One is when dealing with differential mode constraints, since not all base color pairs are legal.  There are some cases where a base color pair that is just barely illegal could be made legal by nudging the colors closer together, but in practice, this is rare: Usually, there is already a very similar individual mode color pair, or another differential mode pair that is only slightly worse.

In CVTT, I deal with differential mode by evaluating all of the possibilities and picking the best legal pair.  There's a shortcut case when the best base color for both blocks produces a legal differential mode pair, but this is admittedly a bit less than optimal: It picks the first evaluation in the case of a tie when searching for the best, but since blocks are evaluated starting with the largest combined negative offset, it's a bit more likely to pick colors far away from the base than colors close to the base, even though colors closer to the average tend to produce smaller offsets and are more likely to be legal, so this could be improved by making the tie-breaking function prefer smaller offsets.

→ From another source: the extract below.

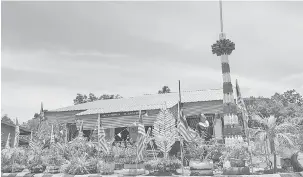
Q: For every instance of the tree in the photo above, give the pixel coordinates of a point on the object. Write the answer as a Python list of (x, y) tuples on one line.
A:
[(277, 135), (281, 106), (165, 89), (289, 97)]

In practice though, the differential mode search is not where most of the computation time is spent: Evaluating the actual base colors is.

As with the rest of CVTT's codecs, brute force is still key: The codec is designed to use 8-wide SSE2 16-bit math ops wherever possible to processing 8 blocks at once, but this creates a number of challenges since sorting and list creation are not amenable to vectorization.  I solve this by careful insertion of scalar ops, and the entire differential mode part is scalar as well.  Fortunately, as stated, the parts that have to be scalar are not major contributors to the encoding time.